It's not the same, but I am in the age bracket where everyone is having kids. I'm single and can't get pregnant again. My heart breaks a little every time someone announces a pregnancy. It is really hard when it is one of my brothers.
That said, I'll pray for you.
Thank you both.
belle, for years after my son was born I vowed I wasn't going to have more children as I was scared to go through that cycle of having a child, wanting to parent then being pressured into surrendering. I didn't trust anybody enough to get married either.
Eventually I did get married but we didn't have children. I blamed myself and felt I was being punished for my son being adopted. We did find out that it was my husband who would be unlikely to ever to father a child.
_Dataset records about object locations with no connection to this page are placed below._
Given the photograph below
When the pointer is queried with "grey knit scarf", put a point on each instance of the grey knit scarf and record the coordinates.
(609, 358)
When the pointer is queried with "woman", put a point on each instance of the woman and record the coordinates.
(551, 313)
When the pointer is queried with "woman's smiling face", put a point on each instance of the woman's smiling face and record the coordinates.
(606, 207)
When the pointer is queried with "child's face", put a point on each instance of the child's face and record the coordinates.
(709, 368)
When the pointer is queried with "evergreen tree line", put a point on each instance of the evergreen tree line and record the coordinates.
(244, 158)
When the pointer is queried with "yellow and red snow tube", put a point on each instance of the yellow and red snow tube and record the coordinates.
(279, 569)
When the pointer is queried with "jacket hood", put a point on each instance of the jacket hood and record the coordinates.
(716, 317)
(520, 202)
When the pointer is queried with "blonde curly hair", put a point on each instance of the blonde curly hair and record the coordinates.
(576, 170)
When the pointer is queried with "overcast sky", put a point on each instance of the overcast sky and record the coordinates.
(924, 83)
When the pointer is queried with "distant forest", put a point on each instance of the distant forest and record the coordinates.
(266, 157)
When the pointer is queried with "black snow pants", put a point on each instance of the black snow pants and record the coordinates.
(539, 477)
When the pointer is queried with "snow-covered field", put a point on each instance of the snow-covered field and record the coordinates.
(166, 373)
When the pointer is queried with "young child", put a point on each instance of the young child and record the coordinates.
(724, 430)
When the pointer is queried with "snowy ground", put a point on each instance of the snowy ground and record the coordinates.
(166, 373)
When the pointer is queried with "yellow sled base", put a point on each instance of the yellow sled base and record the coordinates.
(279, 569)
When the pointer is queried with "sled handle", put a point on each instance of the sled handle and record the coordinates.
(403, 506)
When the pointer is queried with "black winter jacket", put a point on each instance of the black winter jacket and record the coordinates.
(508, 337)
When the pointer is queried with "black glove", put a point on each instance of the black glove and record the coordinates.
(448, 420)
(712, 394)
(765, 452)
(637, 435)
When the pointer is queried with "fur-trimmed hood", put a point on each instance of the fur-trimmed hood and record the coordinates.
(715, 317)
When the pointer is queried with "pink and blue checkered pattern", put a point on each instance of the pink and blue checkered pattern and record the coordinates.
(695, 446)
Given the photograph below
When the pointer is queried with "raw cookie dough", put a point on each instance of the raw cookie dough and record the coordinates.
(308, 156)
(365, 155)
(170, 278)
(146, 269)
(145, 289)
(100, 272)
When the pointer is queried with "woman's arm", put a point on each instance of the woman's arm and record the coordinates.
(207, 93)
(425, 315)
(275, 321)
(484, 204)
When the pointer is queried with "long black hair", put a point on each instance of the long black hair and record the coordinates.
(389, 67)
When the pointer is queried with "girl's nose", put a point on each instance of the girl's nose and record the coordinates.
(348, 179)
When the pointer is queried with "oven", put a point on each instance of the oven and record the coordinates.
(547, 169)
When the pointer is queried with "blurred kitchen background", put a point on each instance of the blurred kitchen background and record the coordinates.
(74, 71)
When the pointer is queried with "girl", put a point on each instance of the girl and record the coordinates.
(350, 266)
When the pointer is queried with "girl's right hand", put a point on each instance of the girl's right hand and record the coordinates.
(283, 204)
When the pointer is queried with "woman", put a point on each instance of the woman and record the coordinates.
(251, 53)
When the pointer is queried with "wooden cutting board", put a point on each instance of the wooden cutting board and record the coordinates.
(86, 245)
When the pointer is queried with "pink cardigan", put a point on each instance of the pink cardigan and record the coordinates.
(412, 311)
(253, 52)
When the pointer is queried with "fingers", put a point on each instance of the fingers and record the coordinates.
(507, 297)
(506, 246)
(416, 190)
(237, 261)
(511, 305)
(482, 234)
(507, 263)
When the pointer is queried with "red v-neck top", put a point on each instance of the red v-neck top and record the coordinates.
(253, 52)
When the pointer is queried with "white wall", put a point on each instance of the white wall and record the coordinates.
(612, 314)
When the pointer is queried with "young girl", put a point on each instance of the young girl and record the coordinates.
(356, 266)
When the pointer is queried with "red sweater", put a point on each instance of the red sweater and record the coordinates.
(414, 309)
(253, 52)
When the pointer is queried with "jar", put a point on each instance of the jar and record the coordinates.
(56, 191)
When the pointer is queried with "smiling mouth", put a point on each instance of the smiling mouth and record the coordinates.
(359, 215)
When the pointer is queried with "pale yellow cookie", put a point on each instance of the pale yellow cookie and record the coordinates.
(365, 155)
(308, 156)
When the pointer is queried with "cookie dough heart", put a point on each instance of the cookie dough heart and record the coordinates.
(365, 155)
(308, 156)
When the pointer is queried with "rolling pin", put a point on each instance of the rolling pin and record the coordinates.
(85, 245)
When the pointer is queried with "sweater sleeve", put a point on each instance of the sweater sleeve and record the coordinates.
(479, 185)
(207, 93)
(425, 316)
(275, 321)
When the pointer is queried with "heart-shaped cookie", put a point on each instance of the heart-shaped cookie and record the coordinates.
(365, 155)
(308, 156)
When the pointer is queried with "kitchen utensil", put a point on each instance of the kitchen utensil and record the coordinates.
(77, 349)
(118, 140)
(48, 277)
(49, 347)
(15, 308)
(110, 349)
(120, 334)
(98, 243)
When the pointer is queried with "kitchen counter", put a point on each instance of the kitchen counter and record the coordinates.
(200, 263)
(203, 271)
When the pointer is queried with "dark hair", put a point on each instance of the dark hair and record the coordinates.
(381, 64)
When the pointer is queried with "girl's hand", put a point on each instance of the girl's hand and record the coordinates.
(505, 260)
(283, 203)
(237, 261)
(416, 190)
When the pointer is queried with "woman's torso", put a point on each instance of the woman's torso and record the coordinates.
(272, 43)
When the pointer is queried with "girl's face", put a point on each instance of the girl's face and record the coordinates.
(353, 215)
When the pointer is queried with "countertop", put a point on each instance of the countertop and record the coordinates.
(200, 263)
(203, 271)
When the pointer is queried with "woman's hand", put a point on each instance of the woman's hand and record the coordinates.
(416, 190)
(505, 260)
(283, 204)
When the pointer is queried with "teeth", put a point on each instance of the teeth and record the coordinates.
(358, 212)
It's been so hard on him as he is great with children and would have been a great dad.
I do understand what you are going through. People assumed I would have more children because I had one.
Just realized that in my first post I wrote his grandson :grr: when it should have been my grandson.
Today I am feeling better in myself and it has helped that I reread an email from a friend I had lost contact with. We first 'met' online in early 2005 on an group for mothers who had surrendered a child and hadn't had more children. We had similar stories including reuniting about the same time with our sons although she did raise her son for the first 5 months of his life. Although we only met once we often spoke to each other on the telephone. Anyway we lost contact about 3 1/3 years ago as she wanted to move on and I felt at that time that us having contact would hold her back. In July I sent her an email as I have often thought about her and missed the friendship. When she responded it was a couple of months later and didn't check my emails properly. She knows I have read her email though and wants contact again as well.